Ghost is a powerful, open source publishing platform built on Node.js. It’s fast, clean and purpose-built for content creators who want a modern alternative to WordPress. This guide walks through a production installation of Ghost 6.x on Debian 13 (Trixie) inside an Incus container, with Nginx handling SSL termination on a separate proxy server.

This setup reflects a real production deployment, including several non-obvious issues you won’t find in the official docs.

Prerequisites

Before you start, make sure you have:

  • A host server running Incus on Debian 13
  • An Nginx reverse proxy container or server with SSL termination (using acme.sh or similar)
  • A domain name with DNS pointing to your proxy server’s public IP
  • A valid TLS certificate for your domain
  • An SMTP relay or mail server for Ghost to send transactional emails (staff invitations, password resets, device verification)

Architecture overview

The setup separates concerns across two containers on the same Incus host:

  • web-server (e.g. 10.0.10.10): Nginx reverse proxy handling TLS termination and forwarding requests
  • ghost01 (e.g. 10.0.10.20): Ghost CMS with Node.js and MariaDB

All traffic arrives at the proxy over HTTPS, gets decrypted and is forwarded to Ghost over plain HTTP on the internal bridge network. Ghost itself never handles TLS.
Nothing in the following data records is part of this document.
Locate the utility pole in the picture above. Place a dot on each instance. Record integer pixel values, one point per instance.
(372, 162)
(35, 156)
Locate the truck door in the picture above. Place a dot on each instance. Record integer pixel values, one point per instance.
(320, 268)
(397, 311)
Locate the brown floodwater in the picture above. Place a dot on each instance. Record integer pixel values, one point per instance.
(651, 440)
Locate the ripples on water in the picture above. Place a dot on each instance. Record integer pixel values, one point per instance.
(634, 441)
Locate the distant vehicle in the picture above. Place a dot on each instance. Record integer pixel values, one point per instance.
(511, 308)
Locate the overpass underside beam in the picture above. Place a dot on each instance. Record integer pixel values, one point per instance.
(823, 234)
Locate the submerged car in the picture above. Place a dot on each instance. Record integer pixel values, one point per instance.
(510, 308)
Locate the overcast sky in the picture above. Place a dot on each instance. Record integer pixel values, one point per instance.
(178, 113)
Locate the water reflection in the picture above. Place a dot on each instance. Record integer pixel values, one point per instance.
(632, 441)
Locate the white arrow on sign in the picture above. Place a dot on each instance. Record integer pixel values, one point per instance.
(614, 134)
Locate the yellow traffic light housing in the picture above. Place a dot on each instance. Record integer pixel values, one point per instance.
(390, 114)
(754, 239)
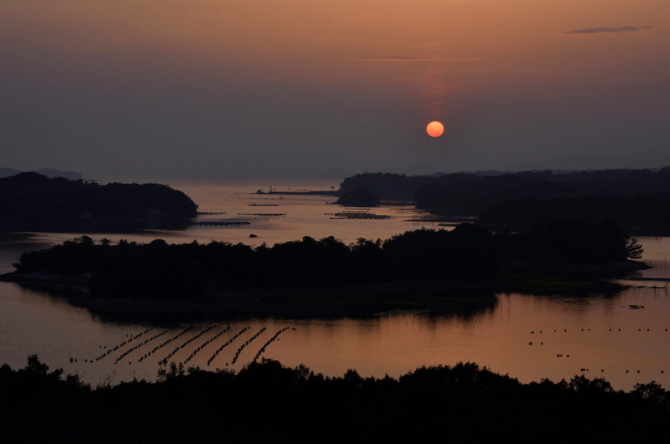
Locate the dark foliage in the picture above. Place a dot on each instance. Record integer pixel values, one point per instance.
(641, 214)
(361, 197)
(636, 200)
(32, 202)
(469, 252)
(267, 402)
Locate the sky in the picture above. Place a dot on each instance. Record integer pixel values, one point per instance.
(218, 89)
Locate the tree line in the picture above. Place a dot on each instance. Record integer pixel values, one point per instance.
(267, 402)
(466, 253)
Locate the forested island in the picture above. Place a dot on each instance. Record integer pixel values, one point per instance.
(267, 402)
(638, 201)
(467, 260)
(33, 202)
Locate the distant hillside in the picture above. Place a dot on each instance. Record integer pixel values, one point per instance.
(33, 202)
(49, 172)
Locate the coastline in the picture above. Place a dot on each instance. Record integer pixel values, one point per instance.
(358, 300)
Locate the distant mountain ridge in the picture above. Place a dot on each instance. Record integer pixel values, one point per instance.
(49, 172)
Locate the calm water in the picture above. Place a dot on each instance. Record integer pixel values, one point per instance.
(498, 336)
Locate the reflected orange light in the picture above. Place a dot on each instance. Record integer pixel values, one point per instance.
(435, 129)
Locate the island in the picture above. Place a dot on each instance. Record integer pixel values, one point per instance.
(637, 200)
(33, 202)
(466, 402)
(420, 269)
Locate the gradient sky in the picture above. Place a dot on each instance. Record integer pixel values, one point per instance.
(267, 88)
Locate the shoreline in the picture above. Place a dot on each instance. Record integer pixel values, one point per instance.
(359, 300)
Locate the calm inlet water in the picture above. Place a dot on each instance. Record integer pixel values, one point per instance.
(570, 333)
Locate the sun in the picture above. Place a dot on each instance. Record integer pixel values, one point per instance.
(435, 129)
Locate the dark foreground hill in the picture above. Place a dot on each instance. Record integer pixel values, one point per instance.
(32, 202)
(267, 402)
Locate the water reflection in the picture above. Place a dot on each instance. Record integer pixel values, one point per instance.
(497, 335)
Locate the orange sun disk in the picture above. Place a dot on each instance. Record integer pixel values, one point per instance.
(435, 129)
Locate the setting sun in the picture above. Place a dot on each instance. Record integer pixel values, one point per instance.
(435, 129)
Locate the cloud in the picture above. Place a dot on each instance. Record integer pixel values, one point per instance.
(417, 59)
(607, 30)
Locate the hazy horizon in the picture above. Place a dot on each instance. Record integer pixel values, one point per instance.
(291, 88)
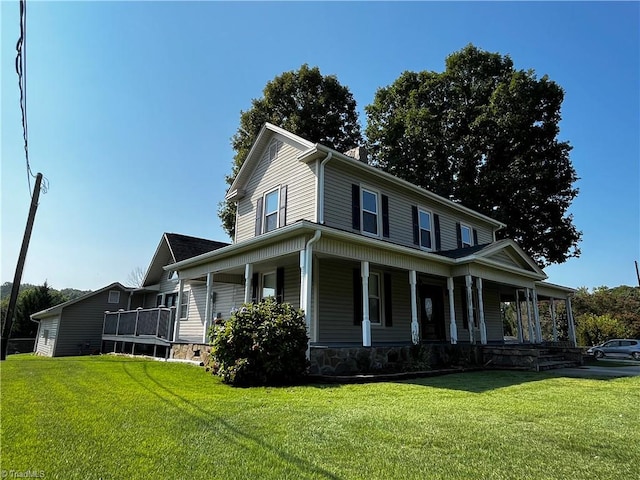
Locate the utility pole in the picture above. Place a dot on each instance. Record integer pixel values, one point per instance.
(17, 279)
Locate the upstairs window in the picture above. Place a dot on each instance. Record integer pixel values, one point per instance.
(369, 212)
(271, 210)
(424, 218)
(465, 234)
(114, 296)
(269, 285)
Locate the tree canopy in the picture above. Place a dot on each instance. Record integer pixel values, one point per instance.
(31, 299)
(483, 134)
(304, 102)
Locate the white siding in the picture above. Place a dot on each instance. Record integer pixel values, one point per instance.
(48, 335)
(228, 297)
(336, 322)
(192, 327)
(285, 169)
(338, 209)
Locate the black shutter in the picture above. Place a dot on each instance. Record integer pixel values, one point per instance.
(465, 309)
(357, 297)
(254, 288)
(283, 206)
(259, 216)
(436, 227)
(388, 306)
(385, 216)
(355, 206)
(416, 225)
(280, 285)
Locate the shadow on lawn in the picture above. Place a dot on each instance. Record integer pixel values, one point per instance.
(487, 380)
(233, 433)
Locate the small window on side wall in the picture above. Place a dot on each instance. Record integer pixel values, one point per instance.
(425, 229)
(465, 233)
(271, 201)
(369, 212)
(114, 296)
(269, 285)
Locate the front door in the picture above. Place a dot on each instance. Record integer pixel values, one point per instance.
(432, 313)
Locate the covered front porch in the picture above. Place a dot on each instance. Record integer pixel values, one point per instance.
(356, 290)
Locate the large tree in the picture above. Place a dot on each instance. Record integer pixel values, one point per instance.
(486, 135)
(304, 102)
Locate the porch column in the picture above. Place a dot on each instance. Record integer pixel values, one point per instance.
(303, 283)
(519, 317)
(453, 328)
(536, 316)
(483, 326)
(248, 274)
(527, 295)
(552, 303)
(468, 282)
(366, 323)
(571, 325)
(415, 329)
(176, 330)
(308, 275)
(208, 307)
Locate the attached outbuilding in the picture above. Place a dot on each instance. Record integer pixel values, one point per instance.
(75, 327)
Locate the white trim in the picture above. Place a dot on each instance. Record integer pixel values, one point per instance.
(430, 230)
(248, 275)
(462, 242)
(275, 190)
(453, 327)
(380, 321)
(415, 326)
(378, 212)
(184, 312)
(311, 153)
(275, 288)
(114, 297)
(483, 326)
(366, 323)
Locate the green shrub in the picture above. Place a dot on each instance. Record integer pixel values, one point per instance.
(261, 344)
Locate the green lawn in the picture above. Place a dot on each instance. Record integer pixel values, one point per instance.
(119, 418)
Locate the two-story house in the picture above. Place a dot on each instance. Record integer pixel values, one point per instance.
(370, 258)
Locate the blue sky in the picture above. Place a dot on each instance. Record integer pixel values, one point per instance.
(131, 107)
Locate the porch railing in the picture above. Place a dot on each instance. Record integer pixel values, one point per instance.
(154, 322)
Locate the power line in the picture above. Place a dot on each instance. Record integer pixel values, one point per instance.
(21, 70)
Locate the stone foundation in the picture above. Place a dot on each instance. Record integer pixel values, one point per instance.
(195, 352)
(340, 361)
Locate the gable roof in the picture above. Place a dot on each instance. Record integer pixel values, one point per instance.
(268, 130)
(57, 309)
(184, 246)
(311, 151)
(175, 247)
(485, 253)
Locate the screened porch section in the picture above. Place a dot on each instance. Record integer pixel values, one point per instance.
(144, 326)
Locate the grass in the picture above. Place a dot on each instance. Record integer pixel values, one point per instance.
(610, 363)
(113, 417)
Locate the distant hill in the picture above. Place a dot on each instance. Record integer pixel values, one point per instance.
(68, 293)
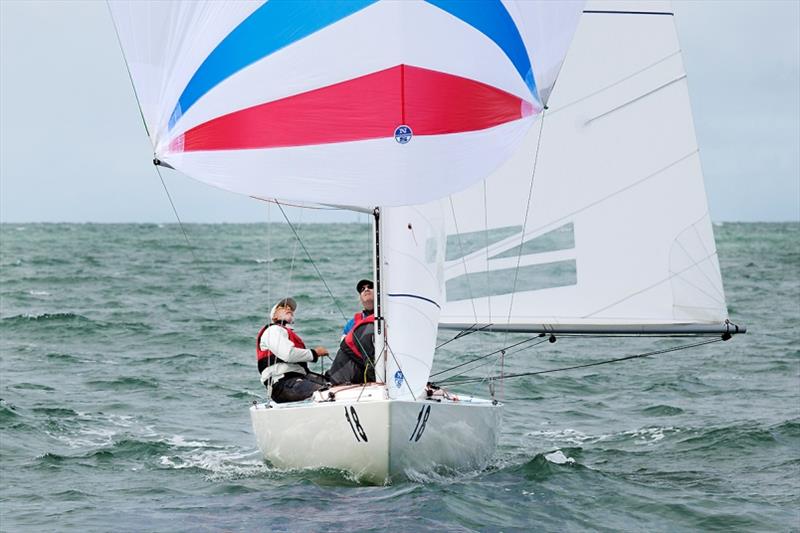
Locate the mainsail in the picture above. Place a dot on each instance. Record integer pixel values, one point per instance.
(611, 233)
(351, 102)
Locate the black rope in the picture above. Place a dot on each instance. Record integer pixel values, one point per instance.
(464, 333)
(587, 365)
(501, 350)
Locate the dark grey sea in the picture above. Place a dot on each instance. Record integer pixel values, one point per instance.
(127, 368)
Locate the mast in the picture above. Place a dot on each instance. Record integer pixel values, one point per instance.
(380, 330)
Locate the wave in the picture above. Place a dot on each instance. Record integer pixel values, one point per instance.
(662, 410)
(124, 383)
(745, 436)
(46, 317)
(548, 464)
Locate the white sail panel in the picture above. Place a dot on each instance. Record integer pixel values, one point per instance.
(412, 278)
(259, 98)
(617, 230)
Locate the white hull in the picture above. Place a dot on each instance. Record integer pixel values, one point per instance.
(376, 438)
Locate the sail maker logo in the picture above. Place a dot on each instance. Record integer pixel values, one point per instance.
(403, 134)
(546, 261)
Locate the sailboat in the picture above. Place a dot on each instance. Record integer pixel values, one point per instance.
(501, 200)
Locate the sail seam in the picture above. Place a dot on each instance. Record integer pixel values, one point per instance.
(612, 12)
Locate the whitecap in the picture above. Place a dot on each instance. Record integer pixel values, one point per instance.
(557, 457)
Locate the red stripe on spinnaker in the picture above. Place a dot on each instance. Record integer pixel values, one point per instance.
(368, 107)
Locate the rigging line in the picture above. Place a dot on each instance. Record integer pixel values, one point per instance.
(525, 221)
(314, 264)
(463, 259)
(464, 333)
(189, 244)
(294, 256)
(488, 276)
(502, 353)
(269, 259)
(301, 206)
(587, 365)
(694, 228)
(487, 355)
(128, 68)
(389, 349)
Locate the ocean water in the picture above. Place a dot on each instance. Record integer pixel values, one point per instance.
(127, 370)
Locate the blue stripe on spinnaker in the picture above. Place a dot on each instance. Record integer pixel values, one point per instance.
(271, 27)
(491, 18)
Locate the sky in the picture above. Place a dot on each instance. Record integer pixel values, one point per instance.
(73, 148)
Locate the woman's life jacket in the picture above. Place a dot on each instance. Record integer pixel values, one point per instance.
(295, 360)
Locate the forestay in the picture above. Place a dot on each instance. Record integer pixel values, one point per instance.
(353, 102)
(616, 234)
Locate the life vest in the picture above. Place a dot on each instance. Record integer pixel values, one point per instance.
(350, 340)
(266, 358)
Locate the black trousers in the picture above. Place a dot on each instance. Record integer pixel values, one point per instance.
(294, 387)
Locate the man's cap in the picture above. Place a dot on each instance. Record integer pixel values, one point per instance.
(283, 302)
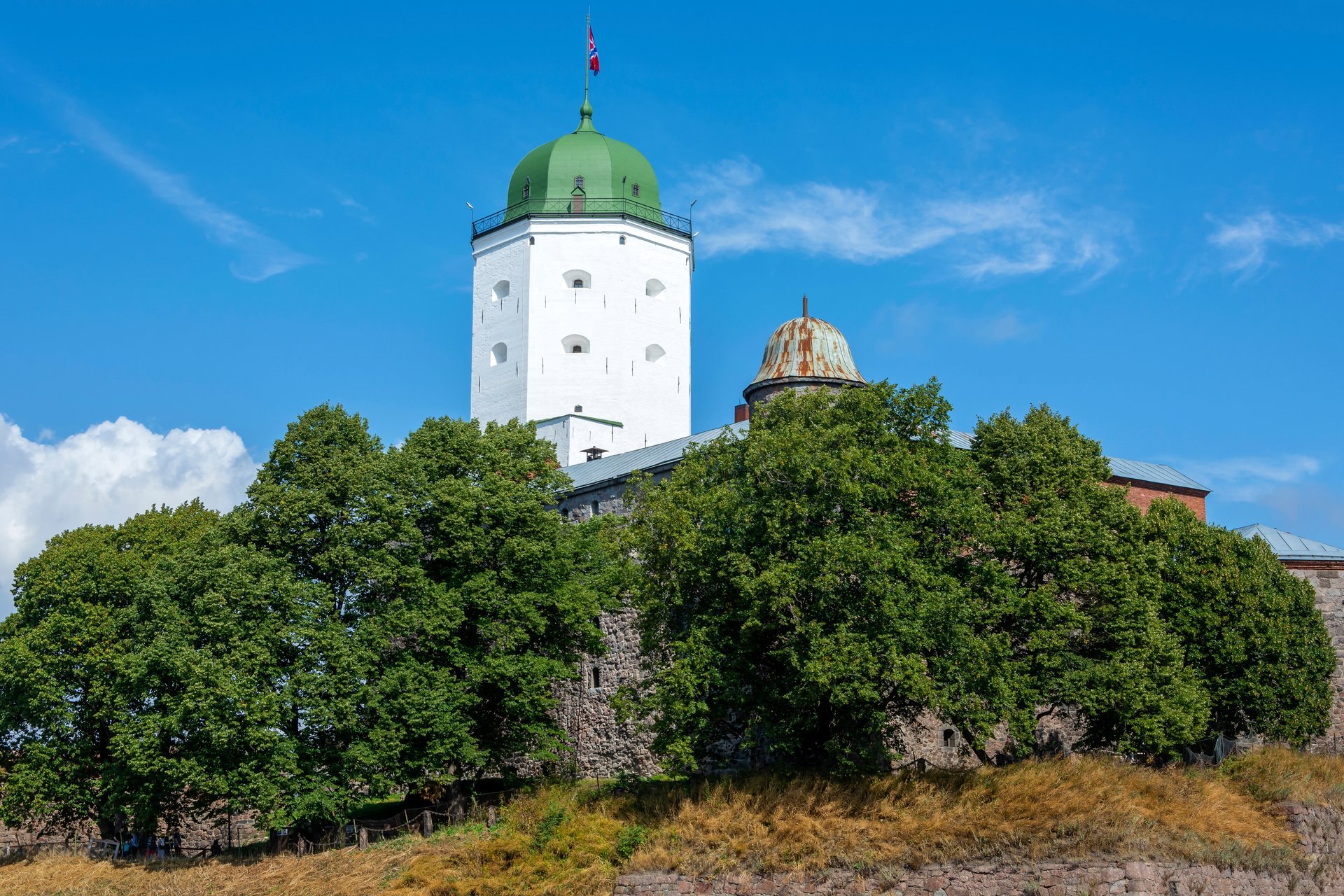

Step 1: Create the Incus container

Launch a fresh Debian 13 container and assign it a fixed IP on your bridge:

incus launch images:debian/13 ghost01 -d eth0,ipv4.address=10.0.10.20

Optionally set a memory limit. Ghost with Node.js and MariaDB runs comfortably in 1 GB:

incus config set ghost01 limits.memory 1GiB

Enter the container:

incus shell ghost01

Step 2: Install dependencies

Update the system and install the required packages:

apt update && apt upgrade -y
apt install -y curl gnupg2 mariadb-server

We use MariaDB instead of MySQL because it’s the default in Debian 13 and is fully compatible with Ghost. Note that we deliberately do not install Nginx inside the container; the outer proxy handles all HTTP traffic.

Install Node.js 22 LTS

Ghost requires Node.js 22 LTS. Install it via the NodeSource repository:

curl -fsSL https://deb.nodesource.com/setup_22.x | bash -
apt install -y nodejs
node -v

Install Ghost CLI

npm install -g ghost-cli

You may see deprecation warnings about glob and a notice about a newer npm version. Both are harmless and can be ignored.

Step 3: Set up MariaDB

Secure the installation:

mariadb-secure-installation

Then create a database and user for Ghost. Generate a random password and use it inline to avoid the interactive MariaDB shell not expanding variables:

GHOST_DB_PASS=$(openssl rand -base64 24)
echo "Save this password: $GHOST_DB_PASS"

mariadb -u root <<EOF
CREATE DATABASE ghost_prod CHARACTER SET utf8mb4 COLLATE utf8mb4_general_ci;
CREATE USER 'ghostuser'@'localhost' IDENTIFIED BY '${GHOST_DB_PASS}';
GRANT ALL PRIVILEGES ON ghost_prod.* TO 'ghostuser'@'localhost';
FLUSH PRIVILEGES;
EOF

Store the password in your password manager immediately.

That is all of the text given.